12]La differenza tra i periodi di ‘sede vacante’, o interregno tra un Papa e l’altro, e il “sedevacantismo”, che afferma la mancanza (totale o solo attuale) di un Papa e di un Corpo di Vescovi aventi giurisdizione e ritiene i Cardinali capaci solo di partecipare alle elezioni, ma impossibilitati a governare poiché privi di autorità, è abissale. Infatti a) nel primo caso i Cardinali mantengono in vita la Chiesa poiché fungono pro tempore, in attesa del nuovo Papa, da autorità o principio di vita della medesima (sono ‘vicari’ vivi del ‘Vicario’ morto); b) nel secondo caso, invece, si afferma che l’autorità è scomparsa (e con essa il principio di unità e di esistenza) nel Papa, nei Vescovi e nei Cardinali, onde la Società spirituale Chiesa gerarchica romana sarebbe senza principio formale di vita (= autorità) e quindi dovrebbe essere morta. Ma ciò è contro la Fede. Francesco I governa de facto, ha il titolo di Papa de jure, anche se l’esercizio di tale titolo è deficiente: governa malamente, ma è Papa; quod non repugnat. Lo stato ordinario di ‘sede vacante’ si ha quando un Papa muore, ma il Collegio cardinalizio con il Cardinal decano, conformemente al Diritto ecclesiastico, fungono da Papa e ne svolgono le mansioni pro tempore.

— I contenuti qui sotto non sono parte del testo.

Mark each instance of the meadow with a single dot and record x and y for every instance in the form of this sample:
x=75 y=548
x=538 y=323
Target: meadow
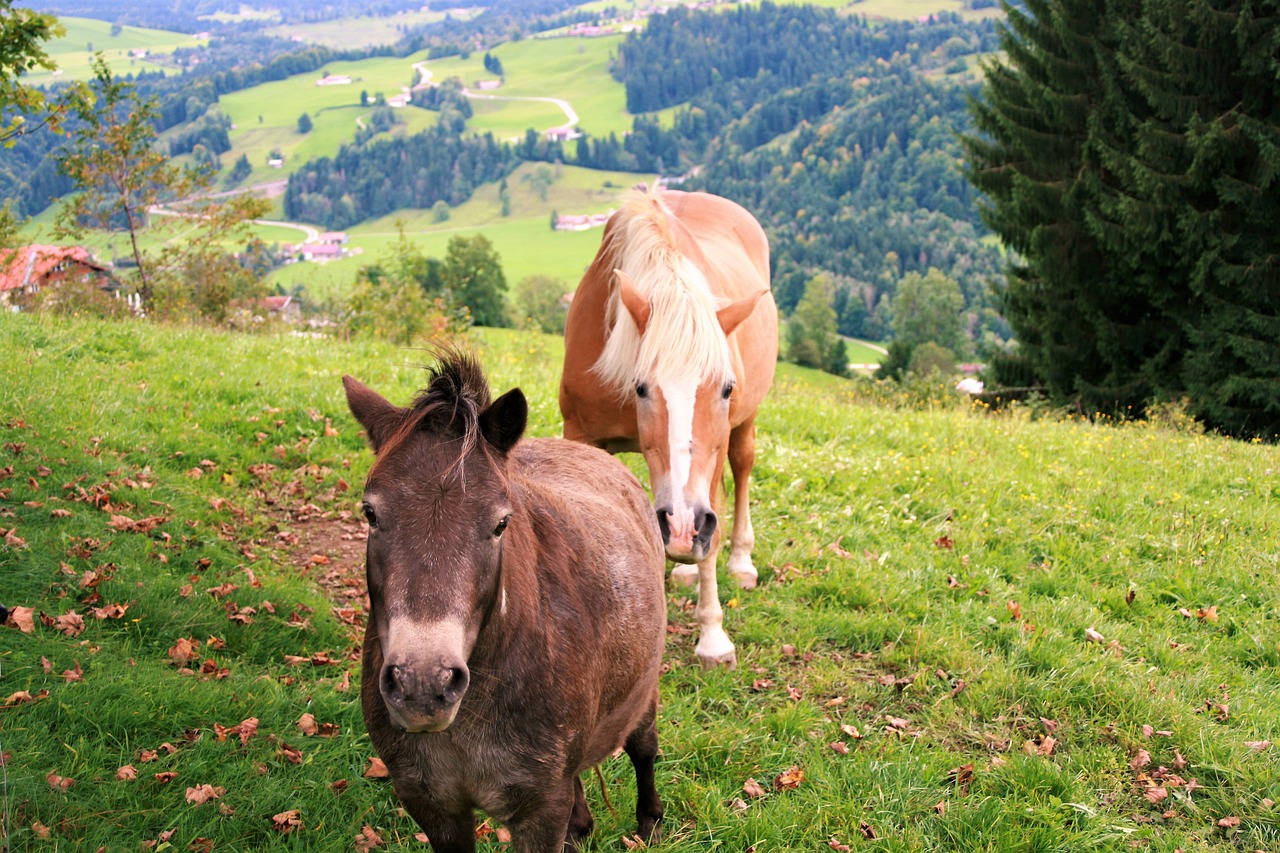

Una Chiesa senza Papa, Cardinali e Vescovi (“sedevacantismo”) sarebbe morta totaliter. Il caso di interregno tra un Papa morto ed uno ‘eligendo’ (“sedevacante”) è diverso dal sedevacantismo, dacché i Cardinali (collegialmente ‘sotto’ il Cardinal decano) governano con autorità la Chiesa, la quale ha un Papa morto ed uno ancora non eletto, ed assicurano l’unità, la permanenza in vita di essa e la sua visibilità e non si limitano ad essere “solo elettori”. «L’elezione [del Papa] è perfetta ed irrevocabile dal momento che il designato, interrogato dal Sacro Collegio, dichiara di accettare (n° 87-88 della Costituzione di s. Pio X del 25 dicembre 1904, Vacante Sede Apostolica). Se l’eletto non è prete o vescovo viene immediatamente ordinato o consacrato dallo stesso cardinale decano (n° 90)». (F. Roberti-P. Palazzini, Dizionario di Teologia Morale, Roma, Studium, 1968, 4a ed., 1° vol. p. 360).
13] Papa Vittore I, santo (189-199) in un primo momento volle imporre la sua autorità sulla questione della data della Pasqua. Infatti Roma e la Chiesa latina la festeggiavano la domenica che seguiva il 14° giorno del mese di Nissàn. Invece la chiesa dell’Asia minore la celebrava il 14 di Nissàn, anche se non era domenica. Vittore le chiese di uniformarsi a Roma, ma la Comunità asiatica si irrigidì e il Papa decise di scomunicare tutta la suddetta Comunità e il suo Vescovo Policrate. Tuttavia molti Vescovi latini manifestarono al Papa le loro perplessità sul suo provvedimento, che avrebbe provocato uno scisma; decisivo fu l’intervento di Sant’Ireneo, Vescovo di Lione (130-202), che convinse il Papa a scendere a più miti consigli, onde Vittore non dette corso al suo proposito di scomunica. Come si vede, in una questione molto importante (la Chiesa d’Oriente e quella di Occidente celebrano tuttora la Pasqua in due date diverse) un Papa (per di più santo) lasciò ai cattolici orientali la possibilità di celebrare la Pasqua anche non di domenica (giorno in cui è risorto Gesù), senza condannarli e scomunicarli. Purtroppo qualcuno, che si prende per il “Padreterno”, scomunica e condanna “a destra e a manca” chi non ha le sue stesse opinioni. Etienne Gilson diceva che “Un’opinione teologica e una scuola teologica non possono pretendere di imporsi come verità di Fede, ‘scomunicando’ le altre opinioni e le altre scuole teologiche”.